Haldane, the British biologist and ardent communist who helped synthesize Darwinian evolution with Mendelian genetics, was once as famous as Einstein. Subramanian’s elegant biography doubles as a timely allegory of the fraught relationship between science and politics.

The Hardhat Riot: Nixon, New York City, and the Dawn of the White Working-Class Revolution BY DAVID PAUL KUHN

Kuhn highlights one day, May 8, 1970, when blue-collar workers went on a rampage against antiwar protesters, noting that the country’s politics have never been the same.

Owls of the Eastern Ice: A Quest to Find and Save the World’s Largest Owl BY JONATHAN C. SLAGHT

Slaght is a wildlife biologist with a singular mission, to conserve an elusive and enormous raptor in the eastern wilds of Russia. The book is an ode to the rigors and pleasures of fieldwork in hard conditions.

The Saddest Words: William Faulkner’s Civil War BY MICHAEL GORRA

Gorra’s complex and thought-provoking meditation on Faulkner is rich in insight, making the case for the novelist’s literary achievement and his historical value — as an unparalleled chronicler of slavery’s aftermath, and its damage to America’s psyche.

This Is All I Got: A New Mother’s Search for Home BY LAUREN SANDLER

In 2015, Sandler was volunteering at a homeless shelter when she met Camila, a pregnant resident who was determined to find a permanent, safe place to raise her child. This book charts her path through red tape, educational challenges, family crises and moments of joy amid unimaginable struggle.

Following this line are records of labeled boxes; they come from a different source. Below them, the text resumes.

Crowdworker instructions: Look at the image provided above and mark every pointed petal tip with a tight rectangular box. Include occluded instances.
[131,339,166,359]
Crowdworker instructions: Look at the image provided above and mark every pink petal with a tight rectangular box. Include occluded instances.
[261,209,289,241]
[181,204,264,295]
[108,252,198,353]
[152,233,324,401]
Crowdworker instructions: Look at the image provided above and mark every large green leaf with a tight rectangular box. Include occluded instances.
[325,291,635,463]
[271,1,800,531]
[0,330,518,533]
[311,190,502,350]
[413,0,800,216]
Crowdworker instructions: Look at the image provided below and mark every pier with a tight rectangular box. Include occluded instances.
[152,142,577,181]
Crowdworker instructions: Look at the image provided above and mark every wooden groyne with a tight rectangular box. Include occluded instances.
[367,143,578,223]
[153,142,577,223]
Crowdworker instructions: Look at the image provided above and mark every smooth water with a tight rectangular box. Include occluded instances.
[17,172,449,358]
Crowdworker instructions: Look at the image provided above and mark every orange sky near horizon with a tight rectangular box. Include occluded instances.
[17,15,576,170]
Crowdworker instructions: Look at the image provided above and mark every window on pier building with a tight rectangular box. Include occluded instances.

The Weirdest People in the World: How the West Became Psychologically Peculiar and Particularly Prosperous BY JOSEPH HENRICH

Henrich combines evidence from his own lab with the work of dozens of collaborators across multiple fields to make an ambitious case for the distinctiveness of Western psychology.

A Woman Like Her: The Story Behind the Honor Killing of a Social Media Star BY SANAM MAHER

This fascinating portrait of Qandeel Baloch, Pakistan’s first big female internet sensation, is also a skillfully reported account of a country in which conservative mores conflict with the pace of social change, and in which women all too often pay the price.